TF: My deeper purpose for writing The Receiving was to begin to put forth the Jewish mystical legacy for women – the woman’s Kabbalah. I wanted to convey the beauty and innately balanced principles of Kabbalah in a way that could be applied in a practical, down to earth way.

AY: What is the Kabbalah?

TF: The Kabbalah is the large and evolving body of Jewish mystical work, not just a single book. It was originally an oral tradition that comes to us through several different volumes that were written beginning in the 1100s with the Bahir and then in the 1200s with the Zohar. The Kabbalah has been transmitted largely from men to men for hundreds of years. Now, this is beginning to change.

AY: What does the Kabbalah offer to women?

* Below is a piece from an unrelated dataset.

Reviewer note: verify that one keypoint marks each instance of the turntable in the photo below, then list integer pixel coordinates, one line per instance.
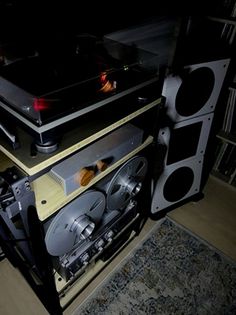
(47, 94)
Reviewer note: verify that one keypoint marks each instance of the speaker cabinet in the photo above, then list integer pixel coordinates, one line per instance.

TF: The essential principles of the Kabbalah are deeply balanced and are all about healing. They teach the necessity and responsibility of healing the opposites in life, particularly between the masculine and feminine approaches to life. But because these teachings have been transmitted exclusively by men and for men for so long, they have taken on a very masculine garb. That's to say, the language and terminology of the Kabbalah is often layered in stiff, formal, abstract, and often masculine clothing. This is not the Kabbalah's intrinsic nature, though! Its true wisdom is very much about the masculine-feminine balance.

AY: Today, Jewish women can choose from many spiritual lineages that embrace the feminine dimensions of spirituality. Why would someone want to return to a tradition that has been largely preserved and practiced by men for 3,000 years?

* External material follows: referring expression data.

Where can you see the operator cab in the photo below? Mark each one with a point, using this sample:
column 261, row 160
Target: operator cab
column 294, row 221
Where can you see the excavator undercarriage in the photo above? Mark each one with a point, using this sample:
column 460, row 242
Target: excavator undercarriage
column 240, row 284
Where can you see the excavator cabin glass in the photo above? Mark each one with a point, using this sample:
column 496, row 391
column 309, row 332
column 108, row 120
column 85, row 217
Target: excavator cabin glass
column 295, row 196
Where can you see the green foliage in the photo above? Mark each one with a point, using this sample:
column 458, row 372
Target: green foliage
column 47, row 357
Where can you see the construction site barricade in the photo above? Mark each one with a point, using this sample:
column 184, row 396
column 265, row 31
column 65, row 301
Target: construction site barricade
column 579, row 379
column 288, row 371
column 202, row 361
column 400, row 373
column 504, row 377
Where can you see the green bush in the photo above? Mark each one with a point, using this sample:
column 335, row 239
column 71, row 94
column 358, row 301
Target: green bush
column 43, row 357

TF: I hope that this book will be a homecoming for so many of us who have turned away from our tradition to seek wisdom elsewhere, who have thought that Judaism is intrinsically out of balance. The book comes to teach that Judaism’s most powerful teachings are about what is universal. Ultimately, they are about achieving wholeness, and opening ourselves to receive a direct spiritual experience.

AY: Before you wrote this book, what resources were available for someone looking for teachings on the Kabbalah taught by women and for women?

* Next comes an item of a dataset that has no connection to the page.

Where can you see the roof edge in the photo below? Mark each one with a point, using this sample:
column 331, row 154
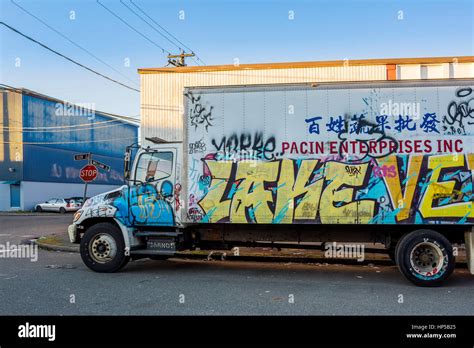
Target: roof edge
column 309, row 64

TF: For women and by women? Well, that's just it; there really has been nothing available. Until now, if a woman wanted to study Kabbalah in a serious way, she would go to a teacher or author such as Gershom Sholom, Moshe Idel, Eliot Wolfson. These are wonderful male scholars, but the writing can be impenetrable even to a dedicated student. And rarely is there any allusion to how the teachings relate to a woman's perspective, her daily life, her feminine rhythms.

In The Receiving, I have attempted to present the clear essence of the Jewish mystical vision, stripping each teaching of its masculine and hierarchical outer garments, to reveal its innately balanced perspective. The seven stories I tell each serve as a springboard into a particular aspect of Judaism’s mystical wisdom, such as the ten centers on the Tree of Life, the journey of the soul, reincarnation, and the Kabbalah’s mystical practices.

AY: This emerging face of the feminine in Jewish spirituality: how do you see it influencing the course of events in our world today?

TF: That’s an important question. I don’t want to be grandiose, but I will say that the imbalances that we are suffering from now in the world have so much to do with this ripping, this tear, between opposites. And the power of mending and healing these rifts has everything to do with how we might heal the conflicts we are witnessing today. Clearly, the feminine principle, which has everything to do with relating to those around us heart to heart – is very much what we need right now.